Figure 5. GBK induces apoptosis in MCF-7 breast cancer cells.

(A, B) Induction of apoptosis in human MCF-7 breast cancer cells was determined by flow cytometry after treatment with GBK (0–580 μg/ml) for 48 h. Representative flow cytometry data is shown in (A), and columns in (B) show the data expressed as means ± SD of three independent experiments. (C) GBK treatment induced apoptotic morphology in MCF-7 cells. MCF-7 cells were treated with GBK (0–580 μg/ml) for 48 h.
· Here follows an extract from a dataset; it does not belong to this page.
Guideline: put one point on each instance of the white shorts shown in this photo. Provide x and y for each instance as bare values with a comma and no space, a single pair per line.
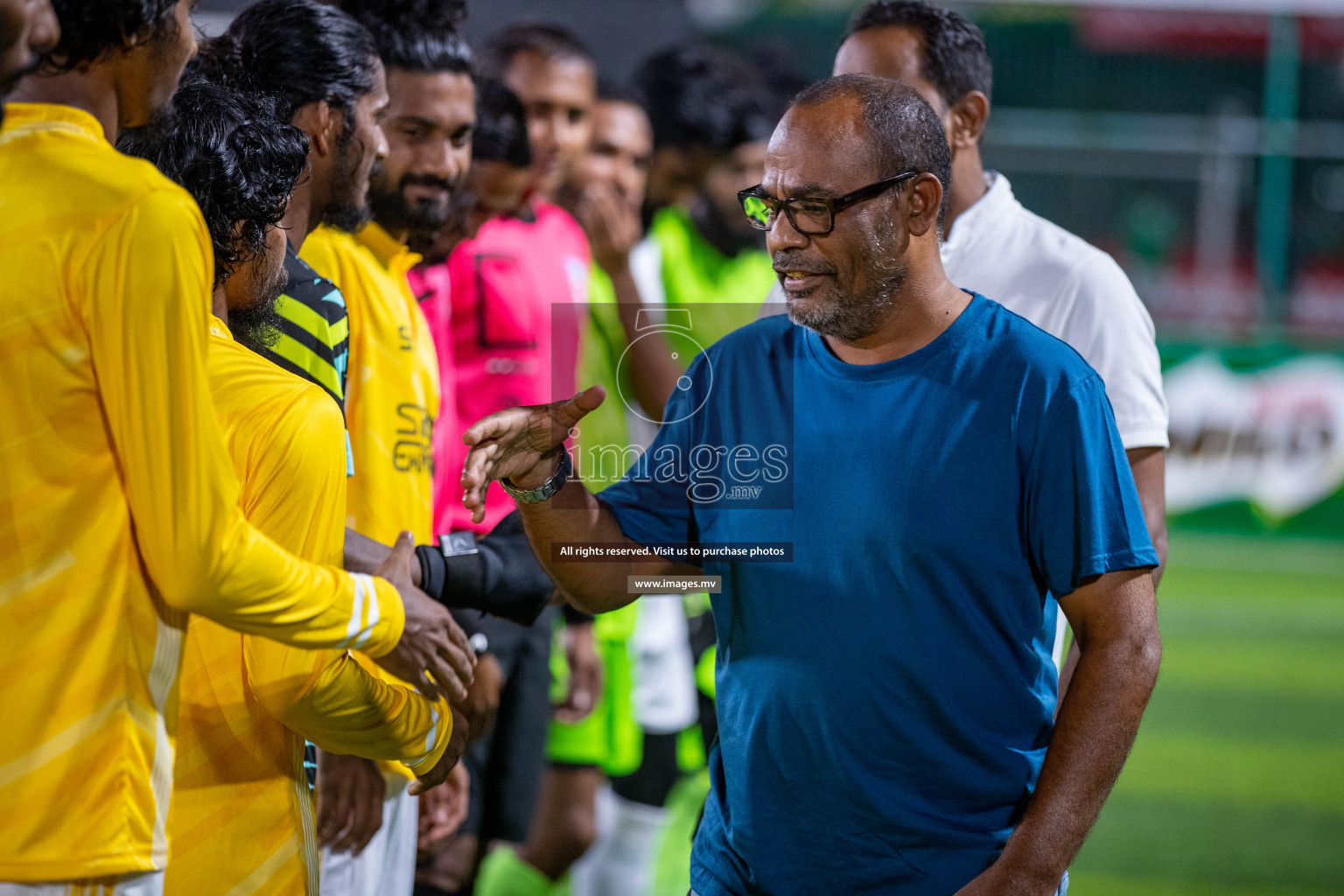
388,864
150,884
Cell morphology was observed using a confocal microscope (Zeiss) after Hoechst 33258 staining. White arrows indicate the fragmented DNA in apoptotic cells. (D) GBK induced a dose-dependent activation of caspase 6 and caspase 9. MCF-7 cells were treated with GBK (0–580 μg/ml) for 48 h, and the activations of caspase 6 and caspase 9 were measured by ELISA. Columns show the data expressed as means ± SD of three independent experiments. (E) After treated with 0–580 μg/ml GBK for 24 h, the phosphorylation status of JNK (or p38 MAPK) and the apoptosis-associated protein expression of cleave PARP were detected using western blot. β-tubulin was used as internal control.